Nas duas primeiras fases da dosimetria, não existem parâmetros predefinidos de recrudescimento ou abrandamento da pena, diferentemente do que ocorre na terceira etapa, com as causas de aumento e diminuição, que são reguladas por frações estabelecidas em lei. Assim, cabe ao julgador, na fixação da sanção basilar e da pena provisória, exercer sua prudente discricionariedade para determinar o quantum sancionatório mais apropriado às particularidades do caso concreto, observando os princípios da proporcionalidade, da razoabilidade e da individualização das penas. Nessa linha intelectiva, o Superior Tribunal de Justiça consolidou o entendimento de que é possível a utilização da fração de 1/8, calculada sobre o intervalo entre as penas mínima e máxima cominadas ao tipo penal.

Tendo a agravante do motivo fútil sido reconhecida como qualificadora pelos jurados, somente seria possível seu afastamento se reconhecida a contrariedade do veredicto à prova dos autos, para que um novo julgamento fosse realizado.

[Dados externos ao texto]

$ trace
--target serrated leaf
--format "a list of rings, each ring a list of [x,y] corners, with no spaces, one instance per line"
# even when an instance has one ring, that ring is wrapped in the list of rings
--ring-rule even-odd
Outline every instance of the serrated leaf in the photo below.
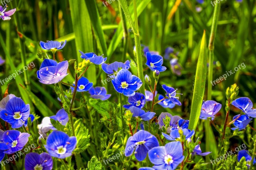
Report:
[[[76,137],[77,148],[74,152],[80,153],[84,151],[90,145],[90,135],[89,130],[84,125],[83,119],[76,121],[74,124],[75,134]]]
[[[88,168],[86,170],[103,170],[105,169],[104,167],[99,160],[97,157],[93,156],[88,162]]]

Contudo, tendo o veredicto se baseado em provas de que o agente matou a vítima por ciúme, deve ser respeitada a soberania do Tribunal do Júri acerca da matéria.

Deve ser reconhecida a atenuante da confissão espontânea se o acusado, embora tenha afirmado que agiu em legítima defesa (confissão qualificada), admitiu ter desferido os golpes de faca contra a vítima, contribuindo para a elucidação dos fatos.

Tendo os jurados reconhecido a incidência da causa especial de aumento de pena decorrente do fato de o “feminicídio” ter sido praticado nos 3 meses posteriores ao fato, eventual afastamento dessa majorante demandaria a anulação da sessão de julgamento, desde que demonstrada a contrariedade do veredicto, nesse particular, à evidência dos autos, hipótese não configurada na espécie, dada a existência de prova no sentido de que o filho mais novo da vítima tinha menos de 1 mês ide idade ao tempo do fato.

R E L A T Ó R I O

Trata-se de apelação interposta por Ademilson Nunes contra a sentença prolatada na Ação Penal n. 0000916-57.2018.8.11.0087 pelo Tribunal do Júri da Comarca de Guarantã do Norte/MT, que o condenou à pena de 35 anos, 3 meses e 15 dias de reclusão e 1 ano e 3 meses de detenção, em regime inicial fechado, em razão da suposta prática dos delitos de homicídio qualificado majorado e posse irregular de arma de fogo de uso permitido, capitulados no artigo 121, §§ 2º, incisos II e VI, e 7º, I e III, do Código Penal, e no art. 12 da Lei n. 10.826/2003.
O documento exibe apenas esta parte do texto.